É o caso da aquisição de remédios ou do desenvolvimento da infraestrutura do
domicílio (gastos com eletrodomésticos e construção que podem melhorar na
habitação condições de saúde, de desenvolvimento infantil e de inclusão
digital).
Ugo
Gentilini, líder global para assistência social do Banco Mundial, analisa o legado
que os benefícios temporários da pandemia podem deixar para a rede de proteção
social permanente dos países que os implementaram. Condizente com as curvas de
popularidade no Brasil e a pressão de um ano pré-eleitoral, Gentilini especula:
“O fato de a covid-19 ter
alcançado pessoas anteriormente sem cobertura – incluindo grandes parcelas de
trabalhadores do setor informal – pode gerar um novo eleitorado exigindo
proteção social, possivelmente aumentando a sustentabilidade política de
programas de grande escala”.
O
economista avalia ainda que a pandemia testou preconceitos associados a
transferências de renda, o que pode ter desmistificado os benefícios para
segmentos da sociedade. Afinal, a academia e a tecnocracia já sabem há tempos
que não procede que os pagamentos sejam mal utilizados e que sejam relevantes
para desincentivar o trabalho ou estimular o aumento de famílias.
Para
o Bolsa Família, é especialmente importante o reajuste dos valores do benefício
variável e da linha de pobreza que dá acesso a ele. Este é o benefício voltado
para ajudar crianças. Seja via Bolsa Família ou por novo programa baseado nele,
a população infantil deve ser prioridade. Há um notório elevado retorno para a
sociedade de garantir o desenvolvimento destes futuros trabalhadores – e o
Brasil gasta muito menos de seu PIB do que países ricos com
benefícios a famílias com crianças.
Os Estados Unidos,
uma exceção, agora discutem seriamente um benefício universal infantil, com
apoio inclusive de republicanos estrelados.
Nenhum
outro benefício se mostrou no Brasil tão capaz de chegar aos mais pobres, nem
de perto, o que dá azo à revisão de outras políticas para que uma transferência
de renda como o Bolsa ocupe mais espaço. Não apenas os gastos diretos deveriam
ceder recursos, como também os indiretos: as políticas públicas baseadas em corte
de tributos para segmentos específicos tidos como “estratégicos”. Como provocou
recentemente Carlos Góes, estratégicos são os pobres.
Poderia
o auxílio emergencial ser
um catalisador dessas reformas, antes associadas apenas à pauta de ajuste
fiscal?

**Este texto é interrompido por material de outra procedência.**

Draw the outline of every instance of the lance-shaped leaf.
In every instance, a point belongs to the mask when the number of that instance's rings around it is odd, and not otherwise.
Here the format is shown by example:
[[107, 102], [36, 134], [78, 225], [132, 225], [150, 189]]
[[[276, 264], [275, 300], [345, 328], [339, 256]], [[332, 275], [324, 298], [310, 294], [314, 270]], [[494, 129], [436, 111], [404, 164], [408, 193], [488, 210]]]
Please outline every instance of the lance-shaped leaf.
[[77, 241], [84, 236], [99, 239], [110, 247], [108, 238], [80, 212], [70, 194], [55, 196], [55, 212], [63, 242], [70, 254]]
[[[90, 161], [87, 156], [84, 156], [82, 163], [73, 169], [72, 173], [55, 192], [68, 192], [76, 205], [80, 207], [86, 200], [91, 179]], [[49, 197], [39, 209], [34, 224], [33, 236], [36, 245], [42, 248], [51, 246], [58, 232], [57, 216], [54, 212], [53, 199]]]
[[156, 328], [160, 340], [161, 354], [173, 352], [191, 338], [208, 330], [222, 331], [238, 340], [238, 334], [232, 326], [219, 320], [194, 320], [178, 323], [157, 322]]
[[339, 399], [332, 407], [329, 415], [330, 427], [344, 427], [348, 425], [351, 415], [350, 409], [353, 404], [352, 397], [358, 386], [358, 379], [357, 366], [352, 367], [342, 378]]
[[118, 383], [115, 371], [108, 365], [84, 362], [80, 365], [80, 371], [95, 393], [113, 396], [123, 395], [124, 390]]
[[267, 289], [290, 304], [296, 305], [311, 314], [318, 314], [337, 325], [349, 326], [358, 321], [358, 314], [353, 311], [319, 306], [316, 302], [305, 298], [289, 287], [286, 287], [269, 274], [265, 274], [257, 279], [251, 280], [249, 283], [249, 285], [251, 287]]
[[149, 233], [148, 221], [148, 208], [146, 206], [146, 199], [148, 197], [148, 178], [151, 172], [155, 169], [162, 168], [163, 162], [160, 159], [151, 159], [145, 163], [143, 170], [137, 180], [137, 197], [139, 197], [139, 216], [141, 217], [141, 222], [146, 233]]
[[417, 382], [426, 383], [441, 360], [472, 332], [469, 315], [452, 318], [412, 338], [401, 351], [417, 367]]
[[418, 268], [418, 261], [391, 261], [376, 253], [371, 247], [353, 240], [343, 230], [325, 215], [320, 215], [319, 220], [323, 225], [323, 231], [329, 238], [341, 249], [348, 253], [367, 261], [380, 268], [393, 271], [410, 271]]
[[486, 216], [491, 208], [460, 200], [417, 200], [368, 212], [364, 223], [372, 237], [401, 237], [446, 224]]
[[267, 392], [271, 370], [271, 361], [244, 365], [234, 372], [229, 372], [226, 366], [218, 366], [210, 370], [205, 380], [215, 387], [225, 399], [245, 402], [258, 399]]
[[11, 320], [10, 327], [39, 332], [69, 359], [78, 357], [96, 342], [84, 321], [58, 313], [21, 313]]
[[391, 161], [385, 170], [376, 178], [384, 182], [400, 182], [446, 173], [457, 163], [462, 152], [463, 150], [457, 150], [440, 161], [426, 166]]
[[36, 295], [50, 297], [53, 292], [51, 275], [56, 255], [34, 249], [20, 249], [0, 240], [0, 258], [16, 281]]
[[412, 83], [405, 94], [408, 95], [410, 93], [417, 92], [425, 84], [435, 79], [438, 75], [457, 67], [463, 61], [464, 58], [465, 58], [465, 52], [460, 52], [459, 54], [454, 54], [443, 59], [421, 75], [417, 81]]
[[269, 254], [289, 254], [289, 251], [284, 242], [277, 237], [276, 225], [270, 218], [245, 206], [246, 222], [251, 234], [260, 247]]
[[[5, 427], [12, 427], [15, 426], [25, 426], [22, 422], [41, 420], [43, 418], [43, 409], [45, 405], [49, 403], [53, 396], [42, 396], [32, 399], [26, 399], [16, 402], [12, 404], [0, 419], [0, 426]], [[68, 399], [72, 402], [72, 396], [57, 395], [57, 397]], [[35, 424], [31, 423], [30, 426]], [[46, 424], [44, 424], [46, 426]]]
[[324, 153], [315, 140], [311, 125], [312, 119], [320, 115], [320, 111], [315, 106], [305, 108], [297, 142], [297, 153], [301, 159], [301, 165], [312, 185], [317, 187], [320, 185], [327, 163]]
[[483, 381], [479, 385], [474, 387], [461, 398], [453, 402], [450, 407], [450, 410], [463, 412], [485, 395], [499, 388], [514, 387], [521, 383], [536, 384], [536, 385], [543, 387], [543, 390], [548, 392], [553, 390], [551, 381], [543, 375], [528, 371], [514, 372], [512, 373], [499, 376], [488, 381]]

Gentilini reflete que os avanços na proteção social historicamente
aconteceram diante de inesperadas janelas de oportunidade – mas elas se
fechariam rapidamente. O debate atual não deve se limitar apenas à renovação
temporária do auxílio, mas a mudanças profundas no Orçamento que permitam a
expansão da proteção social com responsabilidade fiscal. Quem sabe os mais
pobres ganhem mais um ou outro centavo.